June will be the first of many Abbey anniversaries. The strategically placed monastery, between the Thames and the River Kennet, had its charter proclaimed in 1125.
A year later the Hand of St James, which should have been with the rest of St James the Great’s body in the pilgrim city of Santiago, was given to Reading Abbey.
Archbishop Thomas Becket consecrated the Abbey Church in 1164.
Later it was the seat of Parliament.
It is still, many believe, where Henry I is buried -probably behind today’s church in a corner of the site.
The background to how Reading got an abbey can be found in a new book Henry I and his Abbey by Lindsay Mullaney who probably knows more about the abbey site than anyone else.
Anniversaries in 2021 include the tercentenary of Grinling Gibbons’ death.
Sculptor and wood carver Gibbons is famous for his limewood foliage carving with cascades of lifelike flowers, fruit and leaves.
His exceptionally delicate work is found in Hampton Court, Windsor Castle and Oxford as well as many London churches.
He first came to notice when living in an isolated thatched cottage by the River Thames at Deptford where he was being employed to carve ships’ figureheads.
One winter night, probably in January 1671, John Evelyn who lived at nearby Sayes Court looked through the cottage window.

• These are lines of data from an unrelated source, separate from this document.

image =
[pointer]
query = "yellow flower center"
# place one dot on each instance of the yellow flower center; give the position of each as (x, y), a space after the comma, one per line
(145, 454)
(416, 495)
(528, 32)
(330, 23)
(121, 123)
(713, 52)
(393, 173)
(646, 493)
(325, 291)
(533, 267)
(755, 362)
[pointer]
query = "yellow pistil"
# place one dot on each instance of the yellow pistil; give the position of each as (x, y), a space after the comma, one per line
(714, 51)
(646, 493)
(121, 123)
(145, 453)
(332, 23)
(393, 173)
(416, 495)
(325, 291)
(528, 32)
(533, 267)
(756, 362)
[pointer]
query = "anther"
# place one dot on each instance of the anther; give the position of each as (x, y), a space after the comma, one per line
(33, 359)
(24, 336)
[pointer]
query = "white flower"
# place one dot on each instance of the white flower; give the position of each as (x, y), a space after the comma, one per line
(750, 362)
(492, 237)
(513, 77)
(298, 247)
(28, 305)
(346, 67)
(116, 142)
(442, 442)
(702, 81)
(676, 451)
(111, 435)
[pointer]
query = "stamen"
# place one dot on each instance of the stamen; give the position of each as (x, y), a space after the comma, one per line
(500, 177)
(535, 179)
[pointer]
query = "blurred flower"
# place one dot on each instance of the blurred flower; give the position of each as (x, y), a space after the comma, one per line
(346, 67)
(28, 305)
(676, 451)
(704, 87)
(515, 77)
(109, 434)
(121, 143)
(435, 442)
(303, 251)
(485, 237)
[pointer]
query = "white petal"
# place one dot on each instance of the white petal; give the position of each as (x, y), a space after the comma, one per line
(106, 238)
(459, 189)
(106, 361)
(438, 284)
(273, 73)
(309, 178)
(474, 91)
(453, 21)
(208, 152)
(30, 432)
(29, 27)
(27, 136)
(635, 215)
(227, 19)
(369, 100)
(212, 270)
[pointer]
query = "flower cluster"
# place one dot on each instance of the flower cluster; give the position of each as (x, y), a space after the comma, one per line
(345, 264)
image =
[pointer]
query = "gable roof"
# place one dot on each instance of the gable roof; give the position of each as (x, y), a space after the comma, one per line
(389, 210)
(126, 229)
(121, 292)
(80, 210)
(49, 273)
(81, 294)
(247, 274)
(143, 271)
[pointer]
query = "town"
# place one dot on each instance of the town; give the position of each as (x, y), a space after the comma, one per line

“I perceived him carving that large cartoon or crucifix of Tintoretto , a copy of which I had brought from Venice,” records Evelyn in his famous diary.
Although Gibbons had chosen the cottage so as to be able to work without interruption he welcomed Evelyn who recommended him to Charles II.
Gibbons’ work in Deptford’s St Nicholas Church was destroyed during the Second World War but the present carved reredos is in style of Gibbons.
The site of Gibbons’ cottage is now part of Convoys Wharf. The garden of Sayes Court survives as Sayes Court Park on the Thames Path.